One thing I’ve come to realize is that superior horsemanship, be it cutting, reining, barrel racing, jumping, dressage or any discipline, is a result of solid fundamentals. Teaching a horse to work off his hindquarters with position and balance is paramount and one of the keys to high-level performance.
The rollback performed properly is a maneuver to reverse directions quickly in a confined area. It is used extensively when working cattle as well as in the sport of reining. In a trail riding environment it might be the difference between getting hurt or staying safe in a dangerous situation.
Here is A BETTER WAY – Back into the Rollback
A good way to teach your horse to pivot off his hindquarters or if he’s sticky in his stops is to use the back-up to teach him the rollback. Hold a rein in each hand, ask your horse to back a few steps and as he’s backing, turn him, say to the right, with your right rein. The moment he initiates the turn, release and ride off. Stop again, back a few steps and as he’s backing, turn to the left with your left rein. Release when he turns. Ride off.
These exercises take you right into the rollback. It’s amazing how all of them work together. They build upon one another. A true rollback is a 180-degree turn on the hindquarters. The difference between a rollback and doubling is that you actually come to a stop in the rollback before you make the turn.

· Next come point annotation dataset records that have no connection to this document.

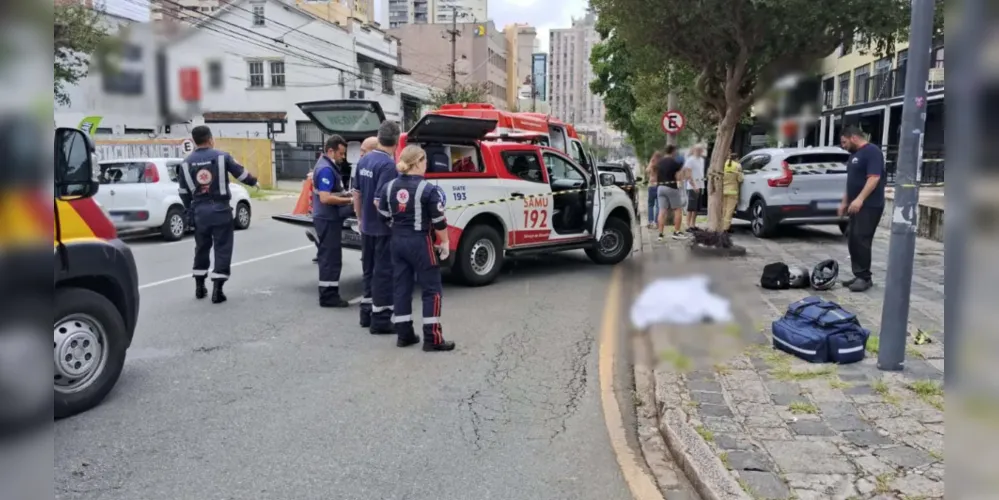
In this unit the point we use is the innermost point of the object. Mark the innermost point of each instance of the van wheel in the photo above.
(614, 245)
(480, 256)
(242, 218)
(174, 226)
(89, 348)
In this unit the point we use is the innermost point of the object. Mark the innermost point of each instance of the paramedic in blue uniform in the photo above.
(373, 171)
(417, 214)
(328, 198)
(204, 190)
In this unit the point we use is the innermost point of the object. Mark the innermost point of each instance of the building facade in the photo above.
(402, 12)
(480, 52)
(569, 76)
(862, 88)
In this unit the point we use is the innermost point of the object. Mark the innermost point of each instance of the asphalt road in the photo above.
(270, 397)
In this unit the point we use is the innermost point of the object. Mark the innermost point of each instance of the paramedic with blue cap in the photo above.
(204, 191)
(373, 171)
(328, 197)
(417, 214)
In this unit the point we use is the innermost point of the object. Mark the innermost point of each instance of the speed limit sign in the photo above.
(673, 122)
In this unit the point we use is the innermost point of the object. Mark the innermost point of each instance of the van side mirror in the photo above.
(76, 166)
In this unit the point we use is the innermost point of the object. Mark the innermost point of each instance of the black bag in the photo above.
(776, 276)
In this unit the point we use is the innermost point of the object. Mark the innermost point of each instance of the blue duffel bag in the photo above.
(820, 331)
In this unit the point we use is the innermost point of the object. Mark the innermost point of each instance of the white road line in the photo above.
(234, 264)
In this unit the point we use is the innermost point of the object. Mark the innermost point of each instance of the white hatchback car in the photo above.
(141, 195)
(792, 186)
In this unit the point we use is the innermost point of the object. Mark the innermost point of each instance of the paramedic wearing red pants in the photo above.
(417, 213)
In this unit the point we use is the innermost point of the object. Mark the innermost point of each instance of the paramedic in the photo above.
(204, 191)
(328, 197)
(373, 171)
(417, 214)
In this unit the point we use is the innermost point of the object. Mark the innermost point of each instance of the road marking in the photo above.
(639, 482)
(234, 264)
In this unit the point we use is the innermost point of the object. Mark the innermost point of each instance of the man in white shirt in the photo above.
(694, 165)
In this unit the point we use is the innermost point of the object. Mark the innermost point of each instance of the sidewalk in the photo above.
(756, 423)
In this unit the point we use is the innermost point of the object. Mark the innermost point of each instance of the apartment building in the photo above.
(867, 89)
(480, 51)
(569, 78)
(403, 12)
(520, 42)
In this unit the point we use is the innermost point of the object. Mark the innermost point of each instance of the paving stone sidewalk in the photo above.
(784, 428)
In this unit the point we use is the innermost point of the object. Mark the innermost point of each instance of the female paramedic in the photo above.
(417, 213)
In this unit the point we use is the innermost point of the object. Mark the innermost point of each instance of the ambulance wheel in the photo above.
(89, 348)
(480, 256)
(614, 245)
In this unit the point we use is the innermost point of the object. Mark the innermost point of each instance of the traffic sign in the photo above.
(673, 122)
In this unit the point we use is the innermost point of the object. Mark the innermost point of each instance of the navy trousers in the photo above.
(376, 265)
(414, 261)
(330, 254)
(212, 230)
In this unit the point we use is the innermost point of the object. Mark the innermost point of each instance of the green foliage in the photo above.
(463, 92)
(77, 35)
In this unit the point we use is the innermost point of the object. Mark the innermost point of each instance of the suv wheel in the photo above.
(479, 258)
(763, 226)
(174, 226)
(614, 245)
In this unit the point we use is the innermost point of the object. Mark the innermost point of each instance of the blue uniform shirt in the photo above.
(372, 173)
(325, 178)
(413, 204)
(865, 162)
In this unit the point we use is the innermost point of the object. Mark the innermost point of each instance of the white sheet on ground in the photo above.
(683, 301)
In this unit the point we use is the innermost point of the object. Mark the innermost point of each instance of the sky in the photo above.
(542, 14)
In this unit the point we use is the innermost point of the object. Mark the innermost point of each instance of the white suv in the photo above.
(792, 186)
(141, 194)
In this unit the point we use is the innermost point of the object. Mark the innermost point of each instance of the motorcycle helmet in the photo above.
(799, 277)
(824, 275)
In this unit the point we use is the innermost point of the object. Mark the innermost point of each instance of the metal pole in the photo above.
(965, 154)
(902, 249)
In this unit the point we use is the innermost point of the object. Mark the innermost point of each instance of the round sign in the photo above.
(673, 122)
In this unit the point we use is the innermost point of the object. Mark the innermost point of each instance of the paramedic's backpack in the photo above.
(820, 331)
(776, 276)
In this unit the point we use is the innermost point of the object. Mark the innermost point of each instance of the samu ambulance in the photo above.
(502, 199)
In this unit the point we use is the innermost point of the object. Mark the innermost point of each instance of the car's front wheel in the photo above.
(242, 216)
(614, 244)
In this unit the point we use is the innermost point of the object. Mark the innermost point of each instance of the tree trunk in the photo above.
(720, 153)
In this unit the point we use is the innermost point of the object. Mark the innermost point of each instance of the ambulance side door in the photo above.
(531, 205)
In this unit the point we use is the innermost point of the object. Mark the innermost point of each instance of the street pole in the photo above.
(902, 248)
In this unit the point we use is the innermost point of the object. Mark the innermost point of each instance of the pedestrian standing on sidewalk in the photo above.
(731, 184)
(695, 167)
(863, 202)
(668, 172)
(650, 176)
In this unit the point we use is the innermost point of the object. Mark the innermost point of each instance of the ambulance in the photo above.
(502, 198)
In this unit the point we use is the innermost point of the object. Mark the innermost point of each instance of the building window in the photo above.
(277, 74)
(256, 74)
(862, 84)
(844, 89)
(258, 14)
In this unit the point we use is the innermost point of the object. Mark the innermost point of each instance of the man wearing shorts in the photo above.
(668, 192)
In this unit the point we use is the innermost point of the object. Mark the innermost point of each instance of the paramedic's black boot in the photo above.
(433, 340)
(200, 290)
(217, 296)
(406, 335)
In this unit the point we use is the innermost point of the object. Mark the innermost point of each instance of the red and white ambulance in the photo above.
(502, 198)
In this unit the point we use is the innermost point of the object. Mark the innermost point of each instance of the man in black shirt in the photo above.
(668, 192)
(864, 202)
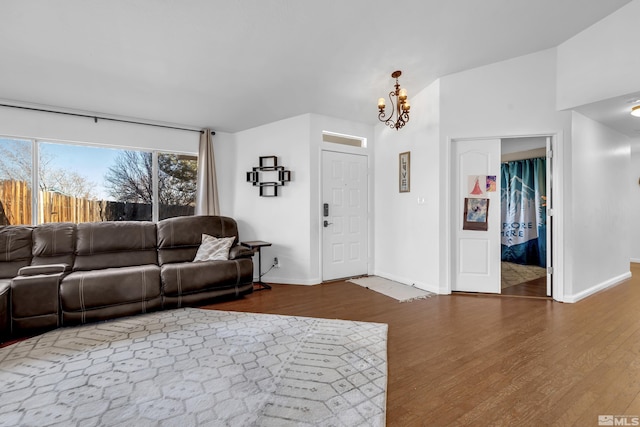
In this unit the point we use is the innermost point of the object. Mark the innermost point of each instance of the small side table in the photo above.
(255, 246)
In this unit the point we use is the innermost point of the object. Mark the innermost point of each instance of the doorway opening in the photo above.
(524, 221)
(477, 245)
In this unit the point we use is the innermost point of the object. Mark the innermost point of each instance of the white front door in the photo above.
(344, 215)
(476, 252)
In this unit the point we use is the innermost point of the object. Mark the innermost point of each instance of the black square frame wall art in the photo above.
(476, 214)
(268, 176)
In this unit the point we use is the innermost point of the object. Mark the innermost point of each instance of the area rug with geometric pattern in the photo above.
(194, 367)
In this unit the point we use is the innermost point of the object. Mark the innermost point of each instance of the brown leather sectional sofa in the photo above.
(66, 274)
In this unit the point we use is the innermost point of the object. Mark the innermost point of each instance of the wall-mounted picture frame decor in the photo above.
(268, 176)
(476, 214)
(404, 172)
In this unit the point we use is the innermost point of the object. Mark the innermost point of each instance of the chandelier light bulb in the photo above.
(399, 113)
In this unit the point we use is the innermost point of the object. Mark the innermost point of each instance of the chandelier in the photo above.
(400, 111)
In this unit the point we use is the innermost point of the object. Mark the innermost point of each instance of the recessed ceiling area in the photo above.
(236, 65)
(615, 113)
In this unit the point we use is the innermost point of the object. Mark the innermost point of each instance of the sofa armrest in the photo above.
(239, 251)
(34, 270)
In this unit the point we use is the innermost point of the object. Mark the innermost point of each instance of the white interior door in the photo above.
(476, 252)
(344, 215)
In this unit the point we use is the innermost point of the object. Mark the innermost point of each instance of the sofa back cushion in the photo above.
(180, 237)
(15, 249)
(115, 244)
(54, 243)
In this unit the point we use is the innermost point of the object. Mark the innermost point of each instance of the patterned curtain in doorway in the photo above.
(524, 212)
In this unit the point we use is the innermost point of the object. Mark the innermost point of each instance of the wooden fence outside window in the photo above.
(15, 207)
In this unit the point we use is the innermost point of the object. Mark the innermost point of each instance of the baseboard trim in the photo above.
(283, 281)
(597, 288)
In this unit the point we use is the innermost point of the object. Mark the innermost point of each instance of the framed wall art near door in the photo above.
(404, 172)
(476, 214)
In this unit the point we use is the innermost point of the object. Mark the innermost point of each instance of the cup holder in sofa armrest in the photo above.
(34, 270)
(239, 251)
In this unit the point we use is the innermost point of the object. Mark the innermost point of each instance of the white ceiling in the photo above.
(233, 65)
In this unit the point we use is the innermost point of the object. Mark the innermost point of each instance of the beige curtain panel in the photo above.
(207, 186)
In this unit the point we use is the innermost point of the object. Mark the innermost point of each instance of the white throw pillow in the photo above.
(214, 248)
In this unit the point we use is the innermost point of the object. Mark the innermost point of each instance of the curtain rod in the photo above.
(96, 118)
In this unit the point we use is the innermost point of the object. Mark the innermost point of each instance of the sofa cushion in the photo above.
(179, 238)
(189, 277)
(85, 290)
(15, 249)
(54, 243)
(115, 244)
(213, 248)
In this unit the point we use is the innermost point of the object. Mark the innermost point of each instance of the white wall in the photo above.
(282, 220)
(407, 225)
(602, 61)
(290, 221)
(634, 197)
(601, 207)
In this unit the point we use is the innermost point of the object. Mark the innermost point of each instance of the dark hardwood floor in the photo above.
(536, 288)
(486, 361)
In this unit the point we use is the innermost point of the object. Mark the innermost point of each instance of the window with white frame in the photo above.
(88, 183)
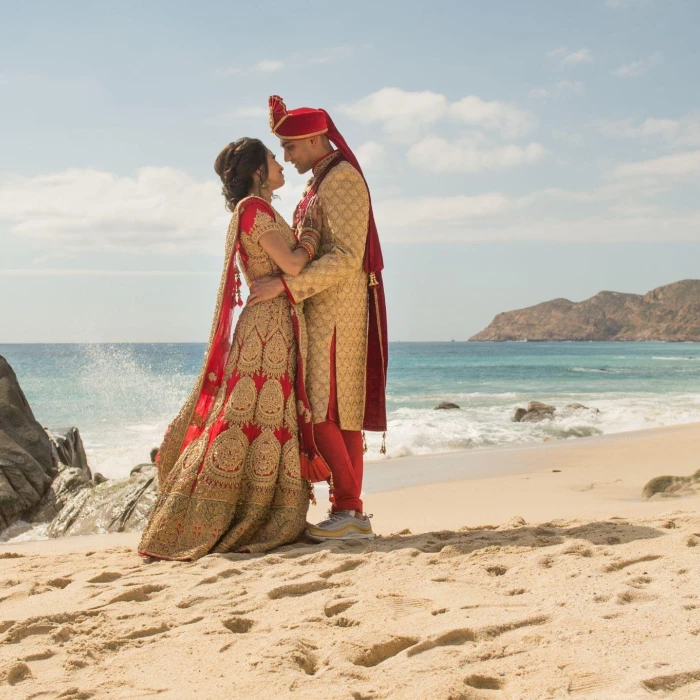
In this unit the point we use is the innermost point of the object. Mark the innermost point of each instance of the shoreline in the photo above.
(551, 580)
(598, 476)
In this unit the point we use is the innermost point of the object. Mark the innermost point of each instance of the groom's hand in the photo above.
(264, 289)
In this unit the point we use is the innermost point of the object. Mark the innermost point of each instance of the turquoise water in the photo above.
(122, 396)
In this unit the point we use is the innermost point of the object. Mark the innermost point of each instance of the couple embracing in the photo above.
(283, 403)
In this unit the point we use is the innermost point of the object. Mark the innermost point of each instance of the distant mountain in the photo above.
(667, 313)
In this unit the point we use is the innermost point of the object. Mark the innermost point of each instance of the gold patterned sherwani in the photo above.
(335, 289)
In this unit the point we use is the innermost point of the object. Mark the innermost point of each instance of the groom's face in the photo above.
(299, 153)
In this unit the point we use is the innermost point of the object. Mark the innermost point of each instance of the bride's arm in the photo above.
(292, 262)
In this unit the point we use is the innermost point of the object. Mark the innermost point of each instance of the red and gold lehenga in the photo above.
(236, 464)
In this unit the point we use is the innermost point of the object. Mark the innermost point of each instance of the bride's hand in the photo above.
(264, 289)
(313, 217)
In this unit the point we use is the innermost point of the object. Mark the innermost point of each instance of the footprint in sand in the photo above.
(105, 577)
(238, 625)
(378, 653)
(586, 681)
(221, 576)
(627, 597)
(347, 565)
(667, 684)
(59, 582)
(457, 637)
(15, 672)
(624, 563)
(299, 589)
(639, 581)
(484, 682)
(335, 607)
(138, 594)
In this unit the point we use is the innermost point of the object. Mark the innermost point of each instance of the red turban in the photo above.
(297, 123)
(304, 123)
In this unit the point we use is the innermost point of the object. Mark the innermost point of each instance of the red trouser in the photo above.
(342, 450)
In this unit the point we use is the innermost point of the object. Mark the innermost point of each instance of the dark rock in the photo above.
(576, 407)
(671, 486)
(69, 448)
(27, 461)
(536, 412)
(62, 490)
(141, 467)
(73, 474)
(670, 313)
(446, 406)
(520, 413)
(113, 506)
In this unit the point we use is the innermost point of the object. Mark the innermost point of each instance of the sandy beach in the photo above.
(533, 572)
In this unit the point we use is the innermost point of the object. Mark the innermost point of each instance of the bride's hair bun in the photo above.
(237, 164)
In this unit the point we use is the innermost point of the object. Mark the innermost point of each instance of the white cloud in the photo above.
(563, 87)
(471, 155)
(404, 115)
(576, 57)
(571, 58)
(625, 128)
(617, 4)
(333, 54)
(268, 66)
(635, 69)
(371, 155)
(87, 272)
(678, 133)
(678, 166)
(160, 209)
(451, 210)
(401, 113)
(510, 120)
(545, 215)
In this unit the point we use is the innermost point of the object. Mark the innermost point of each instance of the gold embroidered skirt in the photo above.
(238, 486)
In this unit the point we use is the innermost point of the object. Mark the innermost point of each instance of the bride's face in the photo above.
(275, 172)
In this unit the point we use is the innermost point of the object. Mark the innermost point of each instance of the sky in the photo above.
(515, 152)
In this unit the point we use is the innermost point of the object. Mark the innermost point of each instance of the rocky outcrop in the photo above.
(73, 474)
(120, 505)
(537, 411)
(69, 448)
(534, 413)
(45, 477)
(671, 486)
(27, 459)
(670, 313)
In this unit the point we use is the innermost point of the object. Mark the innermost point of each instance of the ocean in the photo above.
(122, 396)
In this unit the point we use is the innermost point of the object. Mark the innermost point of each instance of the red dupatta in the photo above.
(193, 417)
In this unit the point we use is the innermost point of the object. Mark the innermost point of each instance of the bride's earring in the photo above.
(264, 187)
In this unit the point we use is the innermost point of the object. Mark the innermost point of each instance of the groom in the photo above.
(345, 309)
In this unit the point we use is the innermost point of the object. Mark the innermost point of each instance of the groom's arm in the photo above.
(345, 203)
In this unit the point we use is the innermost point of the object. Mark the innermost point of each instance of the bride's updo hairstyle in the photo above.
(237, 164)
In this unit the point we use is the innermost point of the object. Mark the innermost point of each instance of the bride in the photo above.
(236, 464)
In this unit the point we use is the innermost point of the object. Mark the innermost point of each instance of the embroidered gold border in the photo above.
(296, 138)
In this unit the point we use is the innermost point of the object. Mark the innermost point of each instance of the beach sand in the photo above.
(542, 576)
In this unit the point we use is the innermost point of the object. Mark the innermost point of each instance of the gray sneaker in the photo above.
(341, 525)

Position yourself alongside the fence. Start at the trot, if you wish, to stay under control in the beginning. You can always work up to the canter or lope. As you trot along the fence, ask for a stop, sit down in the saddle and say “whoa.” The second your horse has stopped, but before he stands up again, turn him into the fence with one rein. Don’t pull your horse backward into the turn. However, if your horse doesn’t work properly off his hindquarters and gets sticky in his stops, you might have to back him a step or two to help him get back on his hocks. Then turn him. Some horses are more natural and some are just a little slower than others at learning to use their hindquarters When a horse stops correctly, he’s naturally down on his hindquarters. Use one rein, say, the right rein if you’re moving down the fence on your right. Your horse should make a natural pivot to the right. You want your horse to be soft and supple in his front end and that’s what you accomplish by using one rein. Just as in doubling, after you release your right rein, for example at 90 degrees, use out side or left leg pressure and lay your left rein against the left side of your horse’s neck. Again, rise slightly out of your saddle to help your horse and ride him out of the turn. This is what will make him handy in his rollbacks, just as in doubling. Practice going down the fence in both directions. Offer your horse a loose-rein stop. Sit down and say “whoa.” If he doesn’t stop, use your combination of reins to stop him. For example, in a left rollback, use more of your left rein to stop. The combination would be to stop him with the left rein and brace with the right rein. By stopping more with the left rein, your horse is naturally prepared to go to the left. Once he stops, then roll him back with just the left rein and go. Prepare for every move you do. Just like my friends Ray Hunt and the late Tom Dorrance have always said: “Prepare and position for everything you do.” As many times as you practice the rollback, your horse might anticipate the turn and turn before you ask him to. If he does, just stop, walk forward or maybe make a small circle in the opposite direction. Keep him waiting on you. The reason? You want to be the leader and the horse the follower.